Methods: Let MB be a model and V a validation dataset. We defined 3 metrics for model validation based on the objective function: 1) Prediction Error on Objective Function (PEOF), which is the difference between the objective function (OF) determined in V with MB before fitting (OFnofitV; all parameters fixed) and after fitting (OFfitV ; all parameters estimated); 2) Prediction Error on Objective Function with Simulation (PEOFS), in which OFnofitV is compared to the posterior predictive distribution of the objective function estimated from k datasets simulated with MB; 3) A third approach compares the PEOF with the posterior predictive distribution of the difference between OFnofitV, k and OFfitV, k for the kth simulated dataset (ΔOFV, k) .
In the present case, MB was a one-compartment model with zero-order absorption and first-order elimination, built from two phase II studies. The metrics defined above were applied on 4 validation datasets, the real data (Vreal) and 3 datasets simulated according to the design of Vreal: the first (Vtrue) was simulated using MB; the second and third datasets were simulated using the same model, but with a bioavailability multiplied by two (Vfalse1) or divided by two (Vfalse2) .
A likelihood ratio test was performed for PEOF with a p-value of 0.05. For the metrics with simulations, we calculated the p-value based on the empirical distribution. The pharmacokinetic evaluations and simulations were performed with NONMEM and SAS was used for statistical tests.

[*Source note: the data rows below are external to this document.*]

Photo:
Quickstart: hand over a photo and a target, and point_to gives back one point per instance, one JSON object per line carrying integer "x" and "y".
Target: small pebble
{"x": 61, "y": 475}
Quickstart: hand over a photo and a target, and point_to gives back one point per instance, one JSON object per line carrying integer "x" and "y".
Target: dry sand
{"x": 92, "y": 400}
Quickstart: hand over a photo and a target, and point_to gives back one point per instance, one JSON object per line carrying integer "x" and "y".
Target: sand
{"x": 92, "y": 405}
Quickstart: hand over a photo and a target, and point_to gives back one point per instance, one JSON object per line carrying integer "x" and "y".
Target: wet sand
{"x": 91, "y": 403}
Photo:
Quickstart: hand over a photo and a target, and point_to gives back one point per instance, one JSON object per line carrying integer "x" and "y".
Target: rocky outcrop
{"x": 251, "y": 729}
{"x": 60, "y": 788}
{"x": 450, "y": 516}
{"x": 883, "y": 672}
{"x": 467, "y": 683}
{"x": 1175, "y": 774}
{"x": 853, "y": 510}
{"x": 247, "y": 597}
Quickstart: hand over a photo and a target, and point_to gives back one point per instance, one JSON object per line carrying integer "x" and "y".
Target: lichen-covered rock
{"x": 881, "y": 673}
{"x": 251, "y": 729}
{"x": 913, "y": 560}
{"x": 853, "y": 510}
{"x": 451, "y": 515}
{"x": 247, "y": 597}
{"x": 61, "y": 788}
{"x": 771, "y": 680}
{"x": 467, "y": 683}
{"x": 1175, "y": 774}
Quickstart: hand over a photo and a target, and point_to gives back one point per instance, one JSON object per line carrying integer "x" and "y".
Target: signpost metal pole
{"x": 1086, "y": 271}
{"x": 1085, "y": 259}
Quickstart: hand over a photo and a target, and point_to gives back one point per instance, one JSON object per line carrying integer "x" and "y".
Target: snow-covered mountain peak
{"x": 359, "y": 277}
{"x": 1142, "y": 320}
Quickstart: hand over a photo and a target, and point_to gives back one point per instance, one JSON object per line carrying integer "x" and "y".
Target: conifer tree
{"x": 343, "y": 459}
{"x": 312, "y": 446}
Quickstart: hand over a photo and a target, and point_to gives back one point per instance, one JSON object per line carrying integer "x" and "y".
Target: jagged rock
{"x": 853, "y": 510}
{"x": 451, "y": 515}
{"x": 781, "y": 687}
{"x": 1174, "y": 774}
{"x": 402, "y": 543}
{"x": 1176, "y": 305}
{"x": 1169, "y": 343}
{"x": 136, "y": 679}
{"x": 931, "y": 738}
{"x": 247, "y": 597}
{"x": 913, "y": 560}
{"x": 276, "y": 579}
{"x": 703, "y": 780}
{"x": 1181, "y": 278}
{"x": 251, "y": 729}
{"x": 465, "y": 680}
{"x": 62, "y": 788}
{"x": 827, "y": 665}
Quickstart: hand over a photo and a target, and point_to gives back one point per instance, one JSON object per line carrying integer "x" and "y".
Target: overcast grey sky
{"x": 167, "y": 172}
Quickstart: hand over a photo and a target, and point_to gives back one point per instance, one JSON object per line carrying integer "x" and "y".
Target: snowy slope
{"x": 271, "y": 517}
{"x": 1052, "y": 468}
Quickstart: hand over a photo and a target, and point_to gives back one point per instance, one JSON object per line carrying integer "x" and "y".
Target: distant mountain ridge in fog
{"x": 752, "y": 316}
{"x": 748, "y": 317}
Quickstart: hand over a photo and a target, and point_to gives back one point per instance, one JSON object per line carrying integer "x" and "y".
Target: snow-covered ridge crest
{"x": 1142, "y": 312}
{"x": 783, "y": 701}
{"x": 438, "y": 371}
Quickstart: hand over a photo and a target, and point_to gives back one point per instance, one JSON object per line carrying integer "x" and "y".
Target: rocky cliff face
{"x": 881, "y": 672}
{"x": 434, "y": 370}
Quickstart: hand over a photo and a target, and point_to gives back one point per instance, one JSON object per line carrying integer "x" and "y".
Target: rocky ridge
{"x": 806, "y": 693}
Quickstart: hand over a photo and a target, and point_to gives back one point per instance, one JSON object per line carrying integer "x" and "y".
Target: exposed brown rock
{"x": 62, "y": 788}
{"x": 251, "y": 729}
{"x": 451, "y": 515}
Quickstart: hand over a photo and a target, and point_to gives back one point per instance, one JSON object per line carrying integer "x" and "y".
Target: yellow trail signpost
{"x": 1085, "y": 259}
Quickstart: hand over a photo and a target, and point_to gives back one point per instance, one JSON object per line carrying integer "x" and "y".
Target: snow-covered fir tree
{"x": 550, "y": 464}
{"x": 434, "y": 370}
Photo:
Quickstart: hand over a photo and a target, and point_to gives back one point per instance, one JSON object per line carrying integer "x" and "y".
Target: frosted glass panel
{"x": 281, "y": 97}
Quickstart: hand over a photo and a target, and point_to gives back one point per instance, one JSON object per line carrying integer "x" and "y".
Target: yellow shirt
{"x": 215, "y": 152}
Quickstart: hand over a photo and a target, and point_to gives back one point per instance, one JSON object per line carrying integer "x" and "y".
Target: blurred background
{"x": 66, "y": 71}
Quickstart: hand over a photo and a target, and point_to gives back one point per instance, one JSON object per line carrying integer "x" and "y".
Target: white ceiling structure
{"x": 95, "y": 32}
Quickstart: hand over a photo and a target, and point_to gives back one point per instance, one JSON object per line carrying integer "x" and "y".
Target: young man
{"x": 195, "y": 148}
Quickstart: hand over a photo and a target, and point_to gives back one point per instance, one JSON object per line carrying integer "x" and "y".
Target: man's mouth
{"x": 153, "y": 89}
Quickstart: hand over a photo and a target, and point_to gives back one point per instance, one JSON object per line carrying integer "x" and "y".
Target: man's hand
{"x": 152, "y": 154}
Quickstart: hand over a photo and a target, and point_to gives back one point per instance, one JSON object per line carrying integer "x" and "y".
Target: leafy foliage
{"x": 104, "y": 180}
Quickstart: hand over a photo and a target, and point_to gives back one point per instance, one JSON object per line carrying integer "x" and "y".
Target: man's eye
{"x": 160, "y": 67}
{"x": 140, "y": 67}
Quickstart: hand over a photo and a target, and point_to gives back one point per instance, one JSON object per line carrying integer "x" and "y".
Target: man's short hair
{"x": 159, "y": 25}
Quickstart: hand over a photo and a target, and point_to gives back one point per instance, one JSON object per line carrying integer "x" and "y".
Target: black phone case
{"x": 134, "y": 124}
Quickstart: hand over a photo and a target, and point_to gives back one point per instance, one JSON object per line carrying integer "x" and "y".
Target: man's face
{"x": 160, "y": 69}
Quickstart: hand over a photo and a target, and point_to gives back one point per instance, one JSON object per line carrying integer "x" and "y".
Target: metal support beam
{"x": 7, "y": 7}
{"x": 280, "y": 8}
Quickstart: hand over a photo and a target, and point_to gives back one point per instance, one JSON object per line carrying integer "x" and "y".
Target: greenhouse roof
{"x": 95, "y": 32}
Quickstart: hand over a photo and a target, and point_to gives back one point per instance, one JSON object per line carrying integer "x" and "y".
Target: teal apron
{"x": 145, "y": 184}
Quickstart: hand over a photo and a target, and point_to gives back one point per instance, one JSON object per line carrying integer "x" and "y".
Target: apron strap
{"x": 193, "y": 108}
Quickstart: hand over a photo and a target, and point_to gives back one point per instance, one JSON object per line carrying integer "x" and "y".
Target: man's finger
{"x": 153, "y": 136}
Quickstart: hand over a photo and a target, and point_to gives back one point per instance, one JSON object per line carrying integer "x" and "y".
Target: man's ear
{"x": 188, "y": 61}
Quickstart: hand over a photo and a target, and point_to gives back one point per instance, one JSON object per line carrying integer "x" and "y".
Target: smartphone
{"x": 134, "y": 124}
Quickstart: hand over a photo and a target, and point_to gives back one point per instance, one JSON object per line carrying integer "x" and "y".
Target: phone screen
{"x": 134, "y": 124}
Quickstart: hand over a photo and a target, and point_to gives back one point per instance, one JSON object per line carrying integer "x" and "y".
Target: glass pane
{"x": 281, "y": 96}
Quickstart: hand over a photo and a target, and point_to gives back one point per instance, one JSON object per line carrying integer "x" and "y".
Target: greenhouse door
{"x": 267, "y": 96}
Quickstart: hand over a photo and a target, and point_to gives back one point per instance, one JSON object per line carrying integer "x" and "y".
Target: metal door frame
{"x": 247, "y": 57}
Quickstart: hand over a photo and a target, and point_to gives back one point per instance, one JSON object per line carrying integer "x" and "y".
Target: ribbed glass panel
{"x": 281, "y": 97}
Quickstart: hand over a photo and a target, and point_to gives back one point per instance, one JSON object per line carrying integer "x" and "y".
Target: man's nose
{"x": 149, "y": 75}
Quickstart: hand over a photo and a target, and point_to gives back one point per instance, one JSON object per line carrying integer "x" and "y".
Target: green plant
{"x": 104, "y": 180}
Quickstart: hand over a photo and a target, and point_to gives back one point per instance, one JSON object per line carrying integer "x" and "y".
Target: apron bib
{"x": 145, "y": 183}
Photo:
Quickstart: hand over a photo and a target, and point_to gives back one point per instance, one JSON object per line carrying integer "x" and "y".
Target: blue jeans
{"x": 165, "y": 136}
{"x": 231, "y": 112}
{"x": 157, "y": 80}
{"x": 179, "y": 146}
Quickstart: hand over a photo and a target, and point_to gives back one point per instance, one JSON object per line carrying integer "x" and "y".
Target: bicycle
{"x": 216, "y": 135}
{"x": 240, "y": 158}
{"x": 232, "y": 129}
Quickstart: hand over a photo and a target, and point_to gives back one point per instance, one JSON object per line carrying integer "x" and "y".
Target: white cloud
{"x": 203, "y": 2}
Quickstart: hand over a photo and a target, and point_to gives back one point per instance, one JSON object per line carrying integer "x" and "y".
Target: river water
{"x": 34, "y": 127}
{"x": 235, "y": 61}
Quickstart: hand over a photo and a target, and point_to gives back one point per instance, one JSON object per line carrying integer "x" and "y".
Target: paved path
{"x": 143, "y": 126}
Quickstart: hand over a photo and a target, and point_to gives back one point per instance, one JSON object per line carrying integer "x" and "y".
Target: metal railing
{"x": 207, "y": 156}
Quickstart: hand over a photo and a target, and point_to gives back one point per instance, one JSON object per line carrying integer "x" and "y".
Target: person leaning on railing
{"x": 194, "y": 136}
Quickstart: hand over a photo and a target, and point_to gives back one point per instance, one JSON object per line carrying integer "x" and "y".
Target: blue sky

Results: The 3 metrics performed similarly on the 4 datasets. They all rejected Vfalse1, Vfalse2 (p<0.001) as well as Vreal, but not Vtrue. When plotting the empirical posterior distribution of the two metrics based on simulations (PEOFS, ΔOFV), ΔOFV appeared to have a better discriminant power. Also, as it is applied on exactly the same kth simulated dataset, this metric handled BQL observations more appropriately than PEOFS. PEOF provides a simple alternative in this example and was efficient here to detect model inadequacy.